Antes de incorporarse al ámbito laboral, Brenda se dedicaba al hogar y al cuidado de su hijo Edson, sin embargo, decidió buscar nuevas oportunidades para ofrecerle un mejor futuro, por lo que ingresó al Departamento de Bomberos de Monclova.
Durante siete años trabajó como bombero y paramédico, en ese tiempo participó en rescates, accidentes e incendios que marcaron profundamente su vida personal y profesional, cada emergencia representaba un reto distinto y también una enseñanza sobre el valor de la vida.
Recuerda que una de las etapas más difíciles fue cuando comenzó a realizar guardias de 24 horas mientras Edson apenas cursaba el kínder, las largas jornadas laborales le impedían compartir muchos momentos importantes con su hijo.
A pesar de ello, encontró apoyo en su madre, quien se convirtió en una pieza fundamental para ayudarla con el cuidado del menor mientras ella atendía llamados de emergencia, Brenda reconoce que sin ese respaldo hubiera sido mucho más complicado continuar con su carrera profesional.
Asegura que trabajar en situaciones de riesgo le enseñó a ser más fuerte emocionalmente, después de atender accidentes o incendios, regresar a casa y ver a su hijo se convertía en la motivación necesaria para seguir adelante pese al cansancio físico y mental.
Con el paso del tiempo decidió continuar preparándose profesionalmente en el ámbito de salud y realizó un año de servicio social como enfermera en la Clínica 8 del IMSS, donde fortaleció aún más su vocación de servicio y atención a las personas.
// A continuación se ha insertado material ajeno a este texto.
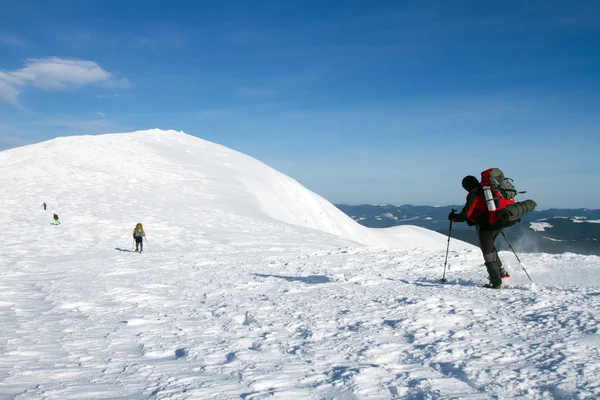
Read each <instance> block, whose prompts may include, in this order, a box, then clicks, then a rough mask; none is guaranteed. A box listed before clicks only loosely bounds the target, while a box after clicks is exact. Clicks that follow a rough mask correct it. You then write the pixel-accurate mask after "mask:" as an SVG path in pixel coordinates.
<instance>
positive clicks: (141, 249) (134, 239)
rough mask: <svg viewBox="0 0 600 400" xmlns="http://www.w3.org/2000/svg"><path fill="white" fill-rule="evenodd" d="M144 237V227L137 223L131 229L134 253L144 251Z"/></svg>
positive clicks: (144, 233) (145, 232)
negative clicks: (131, 232)
mask: <svg viewBox="0 0 600 400" xmlns="http://www.w3.org/2000/svg"><path fill="white" fill-rule="evenodd" d="M144 237H146V232H144V227H143V226H142V223H141V222H138V223H137V224H136V225H135V228H133V239H134V240H135V251H136V252H140V253H141V252H142V251H143V250H144Z"/></svg>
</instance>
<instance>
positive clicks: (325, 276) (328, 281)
mask: <svg viewBox="0 0 600 400" xmlns="http://www.w3.org/2000/svg"><path fill="white" fill-rule="evenodd" d="M252 275H254V276H259V277H261V278H278V279H285V280H286V281H288V282H304V283H308V284H310V285H314V284H317V283H328V282H331V279H329V278H328V277H327V276H325V275H309V276H285V275H270V274H252Z"/></svg>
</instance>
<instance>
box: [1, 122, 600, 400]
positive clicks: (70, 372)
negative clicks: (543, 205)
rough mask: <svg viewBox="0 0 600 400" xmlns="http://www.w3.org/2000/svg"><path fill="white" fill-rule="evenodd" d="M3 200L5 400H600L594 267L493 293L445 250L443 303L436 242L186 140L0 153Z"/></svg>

Posteriormente trabajó durante cuatro años en el área de enfermería de una empresa refresquera y ctualmente se desempeña en el área de seguridad industrial de la empresa IMMSA, donde suma tres años de experiencia laboral.
ORGULLO QUE RETRIBUYE ESFUERZO
La llegada de Valentina representó una nueva etapa para la familia; Brenda describe a su hija como una niña alegre, cariñosa y muy cercana a la fe, además, destaca la relación de cariño y protección que mantiene con su hermano Edson.
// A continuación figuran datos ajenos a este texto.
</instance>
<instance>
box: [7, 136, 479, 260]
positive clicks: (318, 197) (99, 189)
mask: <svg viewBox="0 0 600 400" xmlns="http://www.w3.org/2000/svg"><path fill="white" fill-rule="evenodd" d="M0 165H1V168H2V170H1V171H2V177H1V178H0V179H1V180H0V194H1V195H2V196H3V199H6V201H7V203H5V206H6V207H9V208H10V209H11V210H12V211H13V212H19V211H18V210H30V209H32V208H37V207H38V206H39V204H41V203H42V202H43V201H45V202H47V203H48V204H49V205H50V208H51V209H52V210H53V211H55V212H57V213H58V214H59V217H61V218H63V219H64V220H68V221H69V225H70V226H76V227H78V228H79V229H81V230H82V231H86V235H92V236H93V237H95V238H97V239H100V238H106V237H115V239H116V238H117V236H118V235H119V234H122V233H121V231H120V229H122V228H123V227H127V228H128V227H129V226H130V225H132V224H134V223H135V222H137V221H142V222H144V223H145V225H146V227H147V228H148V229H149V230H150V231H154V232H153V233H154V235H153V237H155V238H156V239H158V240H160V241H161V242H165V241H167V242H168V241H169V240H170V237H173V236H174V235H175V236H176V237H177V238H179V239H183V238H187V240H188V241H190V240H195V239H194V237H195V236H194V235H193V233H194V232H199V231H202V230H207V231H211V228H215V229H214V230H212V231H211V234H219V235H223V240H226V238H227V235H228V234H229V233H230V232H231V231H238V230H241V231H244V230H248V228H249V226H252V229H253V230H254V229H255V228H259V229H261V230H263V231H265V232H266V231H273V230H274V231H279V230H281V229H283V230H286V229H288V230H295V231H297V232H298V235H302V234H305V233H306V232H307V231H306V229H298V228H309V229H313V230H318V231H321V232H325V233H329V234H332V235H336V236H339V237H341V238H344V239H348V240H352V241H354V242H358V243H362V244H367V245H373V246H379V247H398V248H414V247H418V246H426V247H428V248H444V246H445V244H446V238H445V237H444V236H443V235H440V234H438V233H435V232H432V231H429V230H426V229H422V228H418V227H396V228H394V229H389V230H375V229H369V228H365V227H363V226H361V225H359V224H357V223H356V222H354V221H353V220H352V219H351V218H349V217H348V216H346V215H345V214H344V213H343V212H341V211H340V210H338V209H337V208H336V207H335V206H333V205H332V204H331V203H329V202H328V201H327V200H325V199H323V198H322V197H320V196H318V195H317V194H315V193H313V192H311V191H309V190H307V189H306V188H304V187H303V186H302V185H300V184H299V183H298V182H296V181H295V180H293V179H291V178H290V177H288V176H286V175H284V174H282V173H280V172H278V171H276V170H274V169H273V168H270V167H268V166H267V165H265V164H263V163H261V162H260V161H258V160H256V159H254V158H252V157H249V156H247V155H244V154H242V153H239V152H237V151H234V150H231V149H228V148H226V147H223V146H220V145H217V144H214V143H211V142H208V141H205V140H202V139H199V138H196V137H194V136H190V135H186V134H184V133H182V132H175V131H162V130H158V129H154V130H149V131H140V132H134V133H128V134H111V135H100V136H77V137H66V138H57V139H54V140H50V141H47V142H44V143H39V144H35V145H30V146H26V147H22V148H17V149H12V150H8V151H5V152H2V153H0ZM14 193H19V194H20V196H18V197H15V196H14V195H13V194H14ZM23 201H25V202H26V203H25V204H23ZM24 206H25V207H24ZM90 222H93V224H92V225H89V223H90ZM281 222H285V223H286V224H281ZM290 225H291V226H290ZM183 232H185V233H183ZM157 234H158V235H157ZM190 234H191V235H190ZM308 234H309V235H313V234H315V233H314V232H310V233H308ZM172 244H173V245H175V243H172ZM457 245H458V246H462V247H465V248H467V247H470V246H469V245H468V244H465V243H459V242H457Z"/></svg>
Señala que ambos crecieron bajo valores de respeto, solidaridad y unión familiar, aunque las responsabilidades laborales muchas veces reducían el tiempo en casa, siempre buscó inculcarles principios y acompañarlos en cada etapa de sus vidas.
Uno de los momentos que más orgullo le ha dado como madre fue saber que Edson decidió integrarse a la Policía del Estado en Nuevo León y aunque admite que el miedo siempre existe cuando un hijo porta uniforme, también siente satisfacción de verlo seguir un camino enfocado en servir a la sociedad.
Brenda comprende perfectamente lo que implica desempeñar labores de riesgo, por ello asegura que su hijo conoce el compromiso y la responsabilidad que representa ayudar a los demás en situaciones difíciles.
A lo largo de los años tuvo que perderse cumpleaños, reuniones familiares y celebraciones importantes debido a las emergencias y extensas jornadas laborales, sin embargo, considera que cada sacrificio tuvo sentido al ver a sus hijos crecer como personas responsables y con metas claras.
Brenda Berenice Segovia Vázquez considera que ser madre significa mantenerse firme aun en los momentos más complicados, afirma que la maternidad le enseñó a luchar, levantarse después del cansancio y nunca rendirse cuando se trata del bienestar de sus hijos.
Su historia refleja el esfuerzo de muchas mujeres que diariamente equilibran trabajo, familia y responsabilidades personales, mujeres que detrás de un uniforme también cargan sueños, preocupaciones y un enorme amor por sus hijos.